Giving up your life for someone else seems like the death sentence, but ask any father and he'll tell you it is the best thing in the world.  Life is best enjoyed when you invest your life in the lives of others.  I don’t know why it works that way, but it does, and that's why fatherhood is absolutely amazing.

Happy Father's Day to all you dads!  And to those thinking about fatherhood; do it right and you will be amazed at what a wonderful thing it is to be called "dad'"!

Wednesday, June 04, 2014

Dandelion Theology

Back when my daughters were young it would not be uncommon for them to present me with  a little creation of their own as a gift for their daddy.  A page out of their coloring book or a hastily made craft project where some of their favorites, but I'll never forget a particular gift they gave me many years ago.

We used to live on a street that dead-ended into a field that in the springtime would bloom with all sorts of weeds, some of which would be quite colorful.  Among them were dandelions.  The girls would play out in the field and one day they came in announcing they had a surprise for me.  From behind their backs they revealed a bouquet of "beautiful flowers" they had picked for me from the field and presented them to me as if they were the rarest and most beautiful flowers known to man.   And to me they were!

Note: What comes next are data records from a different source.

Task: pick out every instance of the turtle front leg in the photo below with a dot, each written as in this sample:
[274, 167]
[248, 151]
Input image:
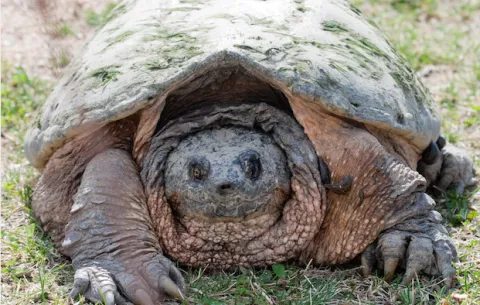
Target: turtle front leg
[110, 237]
[417, 244]
[452, 170]
[385, 213]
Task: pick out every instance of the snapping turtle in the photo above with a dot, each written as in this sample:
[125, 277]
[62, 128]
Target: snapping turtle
[245, 134]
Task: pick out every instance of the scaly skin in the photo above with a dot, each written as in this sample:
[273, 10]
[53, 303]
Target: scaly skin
[110, 237]
[385, 215]
[116, 235]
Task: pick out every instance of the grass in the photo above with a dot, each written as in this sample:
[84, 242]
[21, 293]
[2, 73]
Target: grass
[33, 272]
[98, 19]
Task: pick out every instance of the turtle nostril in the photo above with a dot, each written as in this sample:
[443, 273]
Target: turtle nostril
[224, 188]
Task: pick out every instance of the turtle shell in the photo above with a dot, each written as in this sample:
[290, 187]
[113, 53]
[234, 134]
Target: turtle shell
[323, 51]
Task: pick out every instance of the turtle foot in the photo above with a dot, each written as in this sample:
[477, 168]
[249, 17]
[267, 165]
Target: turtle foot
[454, 170]
[150, 282]
[417, 245]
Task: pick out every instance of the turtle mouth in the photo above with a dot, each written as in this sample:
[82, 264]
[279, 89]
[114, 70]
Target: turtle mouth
[277, 233]
[235, 211]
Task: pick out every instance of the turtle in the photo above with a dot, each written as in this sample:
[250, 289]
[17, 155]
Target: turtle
[207, 133]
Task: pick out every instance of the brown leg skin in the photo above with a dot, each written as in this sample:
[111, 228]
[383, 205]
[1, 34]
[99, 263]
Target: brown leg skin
[53, 196]
[385, 214]
[110, 237]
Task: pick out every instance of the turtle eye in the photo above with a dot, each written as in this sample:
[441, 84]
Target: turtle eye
[197, 173]
[250, 163]
[199, 168]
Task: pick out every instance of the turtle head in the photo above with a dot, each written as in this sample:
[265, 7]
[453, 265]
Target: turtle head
[228, 172]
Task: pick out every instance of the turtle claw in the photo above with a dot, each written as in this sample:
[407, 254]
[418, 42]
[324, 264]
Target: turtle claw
[419, 245]
[170, 288]
[146, 281]
[97, 285]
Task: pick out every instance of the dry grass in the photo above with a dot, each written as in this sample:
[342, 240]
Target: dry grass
[440, 40]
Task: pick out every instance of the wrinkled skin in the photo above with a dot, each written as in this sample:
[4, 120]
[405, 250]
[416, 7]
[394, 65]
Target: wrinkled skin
[243, 189]
[228, 172]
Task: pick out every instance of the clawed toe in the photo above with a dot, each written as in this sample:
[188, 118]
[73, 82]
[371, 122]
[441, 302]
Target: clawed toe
[149, 283]
[97, 285]
[414, 252]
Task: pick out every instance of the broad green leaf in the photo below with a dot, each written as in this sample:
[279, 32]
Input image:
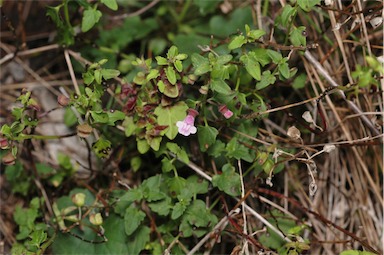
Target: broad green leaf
[90, 18]
[138, 241]
[200, 64]
[228, 181]
[266, 79]
[168, 116]
[109, 73]
[178, 210]
[132, 219]
[206, 136]
[114, 116]
[307, 5]
[284, 69]
[162, 207]
[296, 36]
[237, 42]
[99, 116]
[299, 81]
[102, 147]
[129, 126]
[252, 66]
[220, 86]
[111, 4]
[171, 75]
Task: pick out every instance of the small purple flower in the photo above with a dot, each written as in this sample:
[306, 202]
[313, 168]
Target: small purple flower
[186, 127]
[223, 109]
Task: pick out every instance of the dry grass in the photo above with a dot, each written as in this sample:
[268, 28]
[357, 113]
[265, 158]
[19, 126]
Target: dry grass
[346, 211]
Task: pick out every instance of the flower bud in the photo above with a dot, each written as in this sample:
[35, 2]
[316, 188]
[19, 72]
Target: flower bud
[96, 219]
[9, 159]
[4, 143]
[84, 130]
[63, 100]
[78, 199]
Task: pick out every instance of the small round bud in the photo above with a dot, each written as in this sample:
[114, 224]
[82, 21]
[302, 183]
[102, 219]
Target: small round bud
[4, 143]
[84, 130]
[9, 159]
[63, 100]
[78, 199]
[96, 219]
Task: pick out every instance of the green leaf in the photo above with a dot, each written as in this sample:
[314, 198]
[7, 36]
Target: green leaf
[129, 126]
[228, 181]
[200, 64]
[168, 116]
[115, 115]
[99, 116]
[237, 42]
[171, 75]
[102, 147]
[307, 5]
[132, 219]
[109, 73]
[111, 4]
[284, 69]
[252, 66]
[287, 14]
[162, 207]
[220, 86]
[266, 79]
[299, 81]
[206, 136]
[90, 18]
[296, 36]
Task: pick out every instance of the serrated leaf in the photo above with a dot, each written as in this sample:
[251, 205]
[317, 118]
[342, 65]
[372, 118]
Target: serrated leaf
[102, 147]
[111, 4]
[206, 136]
[132, 219]
[220, 86]
[99, 116]
[90, 18]
[200, 64]
[237, 42]
[168, 116]
[171, 75]
[228, 181]
[296, 36]
[114, 116]
[266, 79]
[252, 66]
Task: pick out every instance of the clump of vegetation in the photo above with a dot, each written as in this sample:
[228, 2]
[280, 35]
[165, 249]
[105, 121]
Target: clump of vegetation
[193, 127]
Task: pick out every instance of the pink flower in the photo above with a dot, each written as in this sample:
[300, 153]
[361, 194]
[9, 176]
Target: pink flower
[186, 127]
[225, 111]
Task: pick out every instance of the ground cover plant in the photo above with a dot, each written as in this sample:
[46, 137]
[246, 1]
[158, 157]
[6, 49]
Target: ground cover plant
[191, 127]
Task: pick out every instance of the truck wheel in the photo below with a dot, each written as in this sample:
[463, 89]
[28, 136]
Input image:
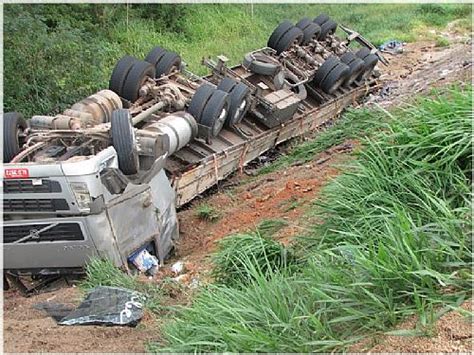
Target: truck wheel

In actuality they had handed me a bunch of weeds that probably wouldn't last through the day, but because of their love for me and my love for them they were received as a great treasure.  Sometimes it really is the thought that counts and, if that be true, this gift was priceless.

Giving to God - whether it be time, talents, or money - can be a tricky proposition. 
What can we possibly give to the Creator of everything? 
What need does He have with me or anything I possess?
If I give more than the next guy is He more pleased with me?
If I have just a little does that mean that my gift is in some way less pleasing to Him?

Giving can be both guilt inducing and pride inflating.  I have felt both.  I have felt that God is somehow lucky to have a generous man like me on His side.  At other times I have felt my gifts inadequate especially compared to others who have more to give.  If we look at giving as a pure transaction between Creator and creature then we will fall into one of those categories.  But it doesn’t have to be and it shouldn't be.   Neither feeling is what God desires and neither feeling encourages joyful generosity.

Instead of looking at giving as a business transaction it should be seen as an expression of a personal relationship, a display of gratitude and love.  We don’t give to God to "pay Him off";  we give to God like a child who wants to express their love to their father.  Regardless of the size of the gift we give it to Him as an expression of our love and thankfulness.  And a gift given out of love is a precious gift to the recipient.

On one occasion Jesus was observing people as they came by to make their contributions to the temple in Jerusalem.  Some came by and deposited large sums of money which surely drew the admiration of bystanders and many thanks from the priests.  Jesus never says their large gifts were not welcomed and appreciated, but he does point out another gift that was made.  A widow came by and gave a small amount, a mere percentage of what the others had given.  Yet Jesus commends her saying she gave more than all the others!  What a startling statement that must have been, and still is today.  That small gift amounted to no more than a fistful of weeds, but because of the love it represented it was received as a priceless treasure.

As believers we are called to be cheerful givers, but giving will never be joyful until it is rooted in a relationship with our Father.  When we give with the pure simplicity of love both the giver and the recipient will overflow with delight.

Throughout the years my daughters have given me more expensive gifts but each one is  valuable not on the basis of the price tag, but by virtue of what the gift says.  God receives our gifts in the same way.  No matter what I give I like to see myself as that little child running into the house and surprising my father with a bouquet of weeds and then seeing a smile come across his face.  And in that image I find the joy in giving!